Revisiting tuition increases

The Baro Staff

As students, staff and faculty were preparing for the 2017 summer season, the Oregon State University Board of Trustees approved an increase in tuition that concerned some students to the point they protested against these changes. With a 4.13 percent increase for in-state students and a 1.99 percent increase for out-of-state students, some began to worry about their college future.

With the new school year nearly underway, university officials have been working to implement opportunities and accommodations for students in order to help ease the burden of higher tuition and slow its further increase.

“In its decisions regarding tuition for the coming year, OSU’s Board of Trustees dedicated 25 percent of the change in tuition—or approximately $1.5 million—to increased financial assistance for students. This spring and summer, university leaders have increased financial aid by a total of $3 million, close to doubling the amount set out by the Board of Trustees,” said Steve Clark, OSU’s vice president of University Relations and Marketing, via email.

Clark explained this is only part of the larger picture. Organizations like the OSU Foundation are working to encourage greater philanthropy for scholarships. This year, a donor helped to create a program in which students with emergencies during the academic year may be granted scholarship money, since students in emergency situations sometimes face the prospect of dropping out of school due to financial strain.  

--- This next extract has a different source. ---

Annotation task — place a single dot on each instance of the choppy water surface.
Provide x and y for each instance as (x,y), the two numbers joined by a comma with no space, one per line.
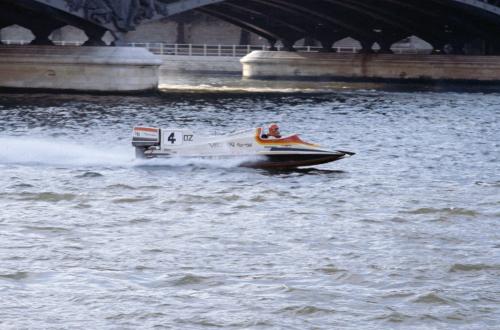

Students-support initiatives from other areas are beginning to unfold as well, according to Clark.  

“University Housing and Dining Services has expanded its offerings of reduced-price and variable-priced residence hall room and meal plans,” Clark said in an email. “We continue to work within OSU, with the legislature and others in higher education to expand free, open educational resources. For example: free or reduced-cost online textbooks and course materials.”

There have also been more than $15 million in budget cuts implemented throughout the university and some department budgets have been cut as much as four percent, according to Clark. He said that OSU continuously works hard to keep tuition costs as low as possible for its students while also contributing to the academic success of students as transparently as possible. 

According to Clark, OSU President Ed Ray has been working with the presidents of other public universities in Oregon in order to lobby the state legislature as well as the governor to increase state support for four-year universities like OSU.

“We know our students want to graduate in a timely way with a degree that is founded on an excellent education. We have a 10-year financial forecast and a university strategic plan that is updated each 4-5 years to achieve these and other outcomes,” Clark said in an email.  

While the university can choose to cut something any given year to help with tuition, but if that is done every year, the outcome is eventually a university that does not offer enough strong programs for its students, according to Sherman Bloomer, the director of budget and fiscal planning at OSU.

“That’s where the balance comes. You’re balancing costs to individual students and maintaining or improving the breadth and quality of programs and services you offer,” Bloomer said.

Both Clark and Bloomer brought attention to the fact that while the university is doing its best to help with the cost of tuition, overall costs of materials in the U.S. and globally will increase over time. According to Clark, this means costs for lab materials, class materials and all the other things that enable OSU to have well-established programs will be more expensive in the years to come.

Nevertheless, Clark said the future is still very bright for incoming freshman who may be anxious about tuition costs.

“We know that graduates from OSU at mid-career earn 20 percent more than graduates of other universities nationally, and we know that, in their lives, they are involved in their communities at far higher levels than other university graduates,” Clark said in an email. “We believe that incoming OSU Beavers will continue to enjoy that success in career, community and life.”